By employing a customized approach involving LCM-RNAseq, we were able to isolate and analyze the gene expression profiles of small, homogenous cell populations within seemingly identical GH-secreting PitNET tissues. We know the number of genes/samples obtained is relatively low but sufficient to allow complete transcriptomics despite the paraffin being over 10 years old. The bioinformatic analysis highlighted the inherent heterogeneity of virtually each sample. These data are intriguing since our cohort is composed of all females. While this fact might create a bias linked to a potential sex-linked transcriptome, it strengthens, at the same time, the intrinsic diversity of a single PitNET. Indeed, recent studies reported similar findings using the spatial transcriptomic approach in a different subtype of PitNETs, pituitary corticotroph tumors. Specifically, they observed evidence of intratumor heterogeneity not based on central vs. peripheral areas but rather in clusters of diffuse cell populations within the tumor [32]. Overall, our analysis uncovered an unexpected level of molecular divergence across different samples from the same patient, emphasizing the limitations of traditional bulk tissue analysis and underscoring the importance of considering intratumoral heterogeneity in future research endeavors.

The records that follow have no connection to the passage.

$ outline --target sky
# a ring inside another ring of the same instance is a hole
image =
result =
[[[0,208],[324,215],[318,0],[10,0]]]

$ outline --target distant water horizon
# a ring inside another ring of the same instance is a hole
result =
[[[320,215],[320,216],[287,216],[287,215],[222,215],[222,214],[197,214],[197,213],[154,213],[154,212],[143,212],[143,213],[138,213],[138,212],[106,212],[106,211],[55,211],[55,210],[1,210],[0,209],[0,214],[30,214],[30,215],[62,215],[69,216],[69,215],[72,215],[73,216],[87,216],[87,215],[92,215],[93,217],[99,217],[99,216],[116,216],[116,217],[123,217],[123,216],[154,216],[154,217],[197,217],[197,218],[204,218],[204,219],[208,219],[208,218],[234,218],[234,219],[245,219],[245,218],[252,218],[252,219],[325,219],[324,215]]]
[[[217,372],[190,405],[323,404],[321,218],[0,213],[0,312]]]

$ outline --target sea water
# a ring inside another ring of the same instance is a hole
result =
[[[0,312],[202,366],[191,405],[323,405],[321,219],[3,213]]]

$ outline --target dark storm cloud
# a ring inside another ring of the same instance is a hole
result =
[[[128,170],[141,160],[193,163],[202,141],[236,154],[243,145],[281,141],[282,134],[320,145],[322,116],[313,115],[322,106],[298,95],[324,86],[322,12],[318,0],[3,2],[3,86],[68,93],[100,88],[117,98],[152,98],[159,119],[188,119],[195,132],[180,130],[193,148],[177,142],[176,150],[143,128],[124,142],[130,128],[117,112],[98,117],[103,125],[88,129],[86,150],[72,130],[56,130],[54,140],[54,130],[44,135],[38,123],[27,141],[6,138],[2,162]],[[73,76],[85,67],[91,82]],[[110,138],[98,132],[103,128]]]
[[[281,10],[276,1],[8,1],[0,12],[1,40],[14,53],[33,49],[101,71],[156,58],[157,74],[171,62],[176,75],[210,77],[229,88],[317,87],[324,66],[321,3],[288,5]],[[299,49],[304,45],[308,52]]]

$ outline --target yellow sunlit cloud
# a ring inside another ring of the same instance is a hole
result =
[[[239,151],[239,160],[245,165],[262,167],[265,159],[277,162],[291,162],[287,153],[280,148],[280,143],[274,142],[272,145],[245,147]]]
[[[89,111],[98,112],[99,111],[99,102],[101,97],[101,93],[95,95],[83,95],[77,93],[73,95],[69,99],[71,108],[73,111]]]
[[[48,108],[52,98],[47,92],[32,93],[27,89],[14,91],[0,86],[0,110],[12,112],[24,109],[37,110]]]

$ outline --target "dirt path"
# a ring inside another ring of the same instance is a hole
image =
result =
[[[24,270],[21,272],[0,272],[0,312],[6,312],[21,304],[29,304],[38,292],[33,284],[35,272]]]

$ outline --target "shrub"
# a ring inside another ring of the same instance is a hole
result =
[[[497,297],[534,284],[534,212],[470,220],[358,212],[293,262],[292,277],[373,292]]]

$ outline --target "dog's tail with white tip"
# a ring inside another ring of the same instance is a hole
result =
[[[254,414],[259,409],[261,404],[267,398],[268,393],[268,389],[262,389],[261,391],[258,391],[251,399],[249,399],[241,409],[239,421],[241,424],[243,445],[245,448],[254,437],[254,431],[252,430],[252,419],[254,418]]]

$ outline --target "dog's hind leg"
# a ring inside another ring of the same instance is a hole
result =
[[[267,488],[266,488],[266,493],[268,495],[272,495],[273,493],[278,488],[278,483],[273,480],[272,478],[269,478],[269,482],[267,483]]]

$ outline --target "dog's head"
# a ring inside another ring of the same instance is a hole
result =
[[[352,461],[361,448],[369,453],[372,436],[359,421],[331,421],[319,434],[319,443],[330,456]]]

The next step in our exploration involved investigating the potential role of lncRNAs in GH-secreting PitNETs development and progression [33,34]. Growing evidence suggests that these enigmatic molecules, while not directly coding for proteins, play crucial roles in regulating gene expression and influencing various cellular processes in pituitary tumors [35,36]. Our analysis showed low expression of LINC00174 across GH-secreting PitNET samples, which contributed to the development of a variety of human cancers, exhibiting mostly oncogenic properties [37]. Conversely, we consistently observed high expression of MALAT1 and NEAT1, two lncRNAs encoded by the same genomic locus. This intriguing finding warrants further investigation into their specific contributions to GH-secreting PitNETs’ pathogenesis. In line with this, the detection of lncRNAs, including MALAT1, in liquid biopsies of PitNEt patients (e.g., serum or plasma) would be of great interest for the improvement of its significance.

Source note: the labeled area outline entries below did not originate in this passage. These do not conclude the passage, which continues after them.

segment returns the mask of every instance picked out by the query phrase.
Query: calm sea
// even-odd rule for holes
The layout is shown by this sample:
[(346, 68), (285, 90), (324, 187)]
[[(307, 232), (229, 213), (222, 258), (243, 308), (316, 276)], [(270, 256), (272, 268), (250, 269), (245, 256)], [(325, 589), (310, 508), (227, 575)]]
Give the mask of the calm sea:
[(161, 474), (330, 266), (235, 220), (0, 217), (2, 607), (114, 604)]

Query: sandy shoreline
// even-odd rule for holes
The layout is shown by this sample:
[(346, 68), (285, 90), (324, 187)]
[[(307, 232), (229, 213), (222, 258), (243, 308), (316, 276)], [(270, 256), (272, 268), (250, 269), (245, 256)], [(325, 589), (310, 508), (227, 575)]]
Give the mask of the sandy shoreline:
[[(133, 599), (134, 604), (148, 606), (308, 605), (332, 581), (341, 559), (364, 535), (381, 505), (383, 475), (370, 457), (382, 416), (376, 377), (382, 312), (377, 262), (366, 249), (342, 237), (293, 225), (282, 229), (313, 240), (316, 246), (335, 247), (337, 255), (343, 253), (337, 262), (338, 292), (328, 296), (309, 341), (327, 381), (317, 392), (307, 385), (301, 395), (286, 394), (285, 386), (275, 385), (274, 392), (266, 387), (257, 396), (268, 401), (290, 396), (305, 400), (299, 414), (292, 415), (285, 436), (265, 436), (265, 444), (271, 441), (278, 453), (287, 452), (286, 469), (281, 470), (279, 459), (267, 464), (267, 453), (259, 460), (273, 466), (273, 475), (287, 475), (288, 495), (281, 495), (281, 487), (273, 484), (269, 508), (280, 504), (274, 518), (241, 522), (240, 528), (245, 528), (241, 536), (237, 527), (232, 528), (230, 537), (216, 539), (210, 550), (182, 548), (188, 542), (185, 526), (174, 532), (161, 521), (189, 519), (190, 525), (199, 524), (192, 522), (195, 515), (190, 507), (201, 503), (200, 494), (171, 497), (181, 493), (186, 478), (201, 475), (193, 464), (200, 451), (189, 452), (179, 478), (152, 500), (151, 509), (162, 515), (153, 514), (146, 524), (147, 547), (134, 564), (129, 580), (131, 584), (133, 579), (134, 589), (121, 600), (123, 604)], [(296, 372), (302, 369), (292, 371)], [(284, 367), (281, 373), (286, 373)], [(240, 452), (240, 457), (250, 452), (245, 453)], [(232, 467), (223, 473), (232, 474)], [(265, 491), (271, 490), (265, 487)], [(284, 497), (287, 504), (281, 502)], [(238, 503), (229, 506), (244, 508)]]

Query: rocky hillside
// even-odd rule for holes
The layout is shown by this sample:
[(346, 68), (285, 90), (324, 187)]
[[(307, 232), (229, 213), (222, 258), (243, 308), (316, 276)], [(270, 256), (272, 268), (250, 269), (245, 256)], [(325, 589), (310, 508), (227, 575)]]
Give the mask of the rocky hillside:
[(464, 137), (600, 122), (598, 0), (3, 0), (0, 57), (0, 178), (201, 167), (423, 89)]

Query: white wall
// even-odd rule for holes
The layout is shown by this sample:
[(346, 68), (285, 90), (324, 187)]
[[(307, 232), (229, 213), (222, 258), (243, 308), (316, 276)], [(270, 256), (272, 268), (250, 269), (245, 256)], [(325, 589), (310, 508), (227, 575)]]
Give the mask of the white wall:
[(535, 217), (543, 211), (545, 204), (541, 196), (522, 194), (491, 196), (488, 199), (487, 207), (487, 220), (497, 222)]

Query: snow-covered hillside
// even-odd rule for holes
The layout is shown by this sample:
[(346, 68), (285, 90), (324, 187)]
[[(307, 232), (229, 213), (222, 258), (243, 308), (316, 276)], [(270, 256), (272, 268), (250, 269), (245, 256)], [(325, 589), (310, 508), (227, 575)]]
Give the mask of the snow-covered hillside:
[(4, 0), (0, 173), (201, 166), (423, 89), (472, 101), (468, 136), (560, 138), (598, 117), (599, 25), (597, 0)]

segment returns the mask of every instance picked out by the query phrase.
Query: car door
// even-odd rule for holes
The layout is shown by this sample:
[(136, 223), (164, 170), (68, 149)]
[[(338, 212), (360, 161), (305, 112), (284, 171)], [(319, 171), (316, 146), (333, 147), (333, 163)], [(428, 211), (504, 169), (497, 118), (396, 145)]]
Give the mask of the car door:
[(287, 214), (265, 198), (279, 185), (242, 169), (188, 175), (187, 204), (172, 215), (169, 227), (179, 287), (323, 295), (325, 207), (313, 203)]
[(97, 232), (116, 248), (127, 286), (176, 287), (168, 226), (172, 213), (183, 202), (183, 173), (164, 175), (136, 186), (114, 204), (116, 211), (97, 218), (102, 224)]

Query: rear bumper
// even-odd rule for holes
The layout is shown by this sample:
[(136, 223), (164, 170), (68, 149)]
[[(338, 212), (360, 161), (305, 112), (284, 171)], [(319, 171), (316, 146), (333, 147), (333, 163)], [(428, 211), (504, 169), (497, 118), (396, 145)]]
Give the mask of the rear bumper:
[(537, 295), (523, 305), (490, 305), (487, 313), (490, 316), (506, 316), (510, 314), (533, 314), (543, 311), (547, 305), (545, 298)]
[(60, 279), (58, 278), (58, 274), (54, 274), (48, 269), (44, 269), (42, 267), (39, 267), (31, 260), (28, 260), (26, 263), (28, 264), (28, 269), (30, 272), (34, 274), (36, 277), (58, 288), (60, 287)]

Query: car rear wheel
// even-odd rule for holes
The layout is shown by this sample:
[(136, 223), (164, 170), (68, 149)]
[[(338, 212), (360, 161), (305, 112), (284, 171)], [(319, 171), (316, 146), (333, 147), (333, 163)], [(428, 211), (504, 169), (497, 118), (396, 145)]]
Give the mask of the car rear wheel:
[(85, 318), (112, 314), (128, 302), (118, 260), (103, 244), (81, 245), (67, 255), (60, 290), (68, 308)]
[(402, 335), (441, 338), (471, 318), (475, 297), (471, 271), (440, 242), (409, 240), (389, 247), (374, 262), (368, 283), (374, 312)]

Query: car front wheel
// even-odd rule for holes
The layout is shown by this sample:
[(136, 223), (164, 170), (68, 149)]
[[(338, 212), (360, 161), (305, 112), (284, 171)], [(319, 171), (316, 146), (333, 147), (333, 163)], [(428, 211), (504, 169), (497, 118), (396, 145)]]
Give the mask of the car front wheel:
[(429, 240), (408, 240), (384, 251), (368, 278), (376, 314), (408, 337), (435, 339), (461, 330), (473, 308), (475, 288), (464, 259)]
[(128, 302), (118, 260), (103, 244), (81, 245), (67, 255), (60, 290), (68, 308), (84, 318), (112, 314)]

Notably, we identified in our bioinformatic database some MALAT1 transcriptional targets whose function span among various cellular processes, including metabolism (PDK1), angiogenesis (VEGFA), cell adhesion (ITGB4), and stress response (NRF2). These preliminary data suggest that MALAT1 may play multifaceted roles in PitNET biology.

Despite the valuable insights gained through this exploratory study, limitations undoubtedly exist. The relatively small sample size acknowledges the need for larger-scale studies to confirm and generalize our findings, including male and female subjects. We also used FFPE samples stored for more than 10 years, which might reduce sample integrity through degradation. Therefore, validation on more recent FFPE blocks will be of great interest. Moreover, the lack of independent validation studies restricts our ability to conclusively establish the clinical relevance of the identified molecular markers. However, these limitations underscore the critical need for continued research in this domain, utilizing larger cohorts and incorporating validation steps to translate these initial findings into meaningful clinical applications.

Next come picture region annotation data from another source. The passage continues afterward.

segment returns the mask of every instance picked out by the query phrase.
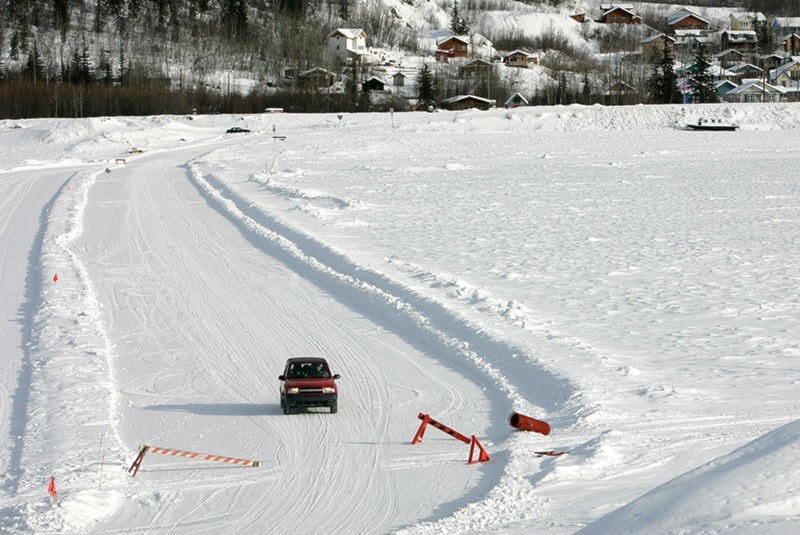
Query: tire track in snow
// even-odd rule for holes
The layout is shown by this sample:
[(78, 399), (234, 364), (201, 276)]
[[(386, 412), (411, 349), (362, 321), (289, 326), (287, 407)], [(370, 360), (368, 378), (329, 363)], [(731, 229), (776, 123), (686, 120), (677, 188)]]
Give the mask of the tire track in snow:
[[(90, 490), (97, 477), (98, 437), (111, 439), (105, 440), (103, 455), (123, 455), (113, 413), (113, 349), (86, 268), (71, 247), (83, 232), (89, 191), (100, 173), (73, 173), (40, 217), (30, 254), (38, 269), (31, 269), (26, 281), (25, 355), (12, 409), (13, 432), (26, 440), (11, 452), (14, 500), (4, 507), (2, 528), (80, 529), (67, 524), (65, 511), (36, 499), (50, 475), (62, 488), (74, 489), (68, 506), (98, 495), (109, 510), (117, 503), (114, 490)], [(60, 273), (58, 282), (51, 282), (52, 273)]]
[[(453, 508), (451, 504), (449, 509), (443, 509), (457, 511), (453, 517), (446, 519), (445, 524), (461, 525), (463, 521), (460, 518), (463, 515), (458, 511), (478, 505), (476, 501), (485, 511), (482, 515), (486, 521), (484, 526), (508, 522), (507, 515), (497, 511), (516, 507), (511, 502), (517, 502), (520, 496), (533, 507), (541, 508), (533, 495), (533, 487), (507, 473), (508, 464), (517, 462), (517, 456), (504, 451), (504, 448), (512, 447), (508, 443), (503, 444), (509, 434), (506, 417), (512, 409), (520, 408), (533, 409), (536, 411), (534, 415), (541, 412), (536, 409), (537, 406), (545, 406), (549, 411), (564, 410), (573, 394), (572, 387), (566, 381), (535, 362), (527, 361), (528, 371), (533, 368), (535, 375), (505, 375), (503, 371), (515, 369), (517, 357), (525, 355), (526, 351), (491, 337), (443, 304), (419, 295), (382, 273), (365, 269), (313, 237), (286, 226), (240, 195), (223, 178), (210, 172), (204, 173), (200, 163), (189, 162), (186, 167), (201, 195), (257, 247), (281, 260), (341, 303), (394, 332), (412, 347), (484, 386), (490, 400), (487, 412), (492, 422), (487, 430), (488, 438), (483, 439), (484, 445), (491, 447), (494, 442), (501, 449), (495, 449), (494, 468), (485, 474), (482, 483), (468, 496), (462, 497), (458, 501), (459, 506)], [(500, 363), (502, 368), (495, 367), (495, 362)], [(528, 399), (531, 393), (536, 396), (533, 400)], [(513, 441), (510, 444), (513, 445)], [(508, 489), (511, 491), (508, 492)], [(487, 493), (489, 497), (485, 498)], [(451, 513), (443, 514), (447, 516)], [(436, 518), (420, 526), (430, 526), (430, 521), (436, 521)], [(475, 527), (469, 519), (467, 524)], [(464, 529), (464, 526), (461, 525), (459, 529)]]
[[(382, 273), (355, 264), (344, 254), (269, 215), (220, 177), (204, 174), (197, 164), (187, 165), (192, 180), (209, 201), (299, 274), (319, 284), (340, 301), (356, 305), (359, 312), (369, 315), (376, 323), (404, 339), (410, 335), (412, 338), (408, 341), (413, 346), (422, 347), (425, 353), (461, 368), (476, 382), (485, 384), (488, 378), (487, 386), (497, 391), (494, 396), (497, 405), (503, 405), (502, 409), (493, 407), (493, 420), (502, 421), (502, 425), (494, 424), (494, 436), (503, 435), (499, 430), (506, 428), (505, 417), (512, 407), (530, 405), (531, 400), (526, 400), (520, 390), (539, 392), (540, 398), (533, 401), (548, 410), (559, 409), (561, 403), (570, 397), (569, 385), (543, 368), (537, 369), (535, 385), (520, 385), (520, 378), (504, 375), (490, 362), (513, 358), (524, 353), (523, 349), (492, 338), (444, 305), (419, 295)], [(469, 368), (464, 369), (465, 364)]]

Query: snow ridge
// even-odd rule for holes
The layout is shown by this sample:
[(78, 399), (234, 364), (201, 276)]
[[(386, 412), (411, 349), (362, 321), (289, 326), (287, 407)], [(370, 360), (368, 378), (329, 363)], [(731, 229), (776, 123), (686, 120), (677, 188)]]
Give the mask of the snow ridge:
[[(83, 522), (91, 523), (107, 515), (119, 501), (118, 493), (108, 489), (108, 481), (103, 490), (100, 476), (106, 460), (112, 466), (121, 466), (124, 455), (113, 413), (113, 347), (86, 268), (73, 250), (83, 232), (89, 191), (101, 172), (79, 171), (65, 183), (53, 199), (43, 231), (41, 296), (31, 324), (30, 387), (21, 424), (26, 441), (21, 445), (17, 468), (17, 494), (29, 497), (22, 500), (25, 505), (9, 511), (0, 521), (3, 529), (82, 529)], [(92, 399), (107, 401), (81, 403), (87, 391)], [(54, 429), (71, 429), (72, 435), (60, 436)], [(82, 447), (65, 447), (70, 444)], [(12, 467), (12, 471), (17, 470)], [(57, 489), (68, 489), (72, 483), (93, 488), (94, 484), (88, 481), (96, 482), (98, 487), (71, 492), (67, 500), (57, 501), (59, 507), (52, 507), (46, 500), (36, 498), (44, 496), (51, 475)], [(75, 514), (84, 509), (91, 514)]]

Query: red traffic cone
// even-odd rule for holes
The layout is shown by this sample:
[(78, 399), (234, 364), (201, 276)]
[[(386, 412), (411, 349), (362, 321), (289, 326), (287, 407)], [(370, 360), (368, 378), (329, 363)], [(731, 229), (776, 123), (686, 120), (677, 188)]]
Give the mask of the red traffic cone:
[(510, 423), (512, 427), (516, 427), (522, 431), (535, 431), (543, 435), (550, 434), (550, 424), (518, 412), (511, 413), (511, 416), (508, 418), (508, 423)]
[[(478, 450), (478, 458), (475, 459), (475, 450)], [(472, 435), (472, 442), (469, 446), (469, 459), (467, 460), (467, 464), (475, 464), (475, 463), (485, 463), (489, 460), (489, 454), (483, 448), (483, 445), (475, 438), (475, 435)]]

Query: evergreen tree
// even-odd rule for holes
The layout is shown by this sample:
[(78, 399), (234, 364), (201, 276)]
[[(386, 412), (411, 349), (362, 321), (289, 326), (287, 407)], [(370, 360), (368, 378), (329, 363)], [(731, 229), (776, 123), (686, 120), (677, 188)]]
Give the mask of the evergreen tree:
[(454, 35), (467, 35), (469, 33), (469, 26), (464, 17), (458, 11), (458, 0), (453, 2), (453, 13), (450, 16), (450, 31)]
[(714, 88), (714, 78), (711, 75), (711, 62), (703, 45), (697, 48), (697, 54), (694, 57), (694, 69), (696, 71), (694, 81), (697, 83), (694, 102), (699, 104), (719, 102)]
[(678, 77), (672, 65), (672, 58), (665, 48), (661, 59), (653, 65), (653, 72), (647, 80), (648, 93), (656, 104), (673, 104), (681, 101), (678, 93)]
[(69, 67), (62, 69), (62, 80), (74, 85), (91, 84), (94, 82), (92, 62), (89, 60), (89, 47), (84, 41), (80, 50), (72, 52)]
[(53, 23), (61, 32), (62, 41), (67, 37), (69, 22), (69, 0), (53, 0)]
[(758, 50), (762, 54), (768, 54), (775, 46), (773, 41), (772, 29), (765, 20), (755, 21), (756, 43)]
[(22, 78), (30, 82), (45, 82), (44, 62), (39, 55), (39, 49), (36, 43), (33, 43), (33, 48), (28, 52), (28, 61), (25, 64), (25, 69), (22, 71)]
[(222, 23), (229, 39), (242, 39), (247, 33), (247, 0), (224, 0)]
[(433, 83), (433, 74), (427, 64), (424, 64), (419, 70), (417, 84), (417, 90), (419, 91), (417, 96), (418, 106), (424, 110), (435, 108), (436, 88)]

In conclusion, this study sheds light on the intricate and heterogeneous molecular landscape of GH-secreting PitNETs, emphasizing the importance of considering intratumoral variability in future research and treatment strategies. By unveiling the diverse gene expression profiles within seemingly uniform tumors, we have laid the groundwork for a more nuanced understanding of the complex mechanisms underlying acromegaly. Our findings further highlight the potential of lncRNAs, specifically for MALAT1, which emerged directly from RNAseq and validated by ddPCR, as promising diagnostic and therapeutic targets and suggest novel avenues for developing personalized treatment approaches for patients with this challenging condition. Perspectively, larger-scale and well-designed studies are crucial to validate these findings and to translate them into meaningful clinical advancements, ultimately improving the lives of patients affected by acromegaly.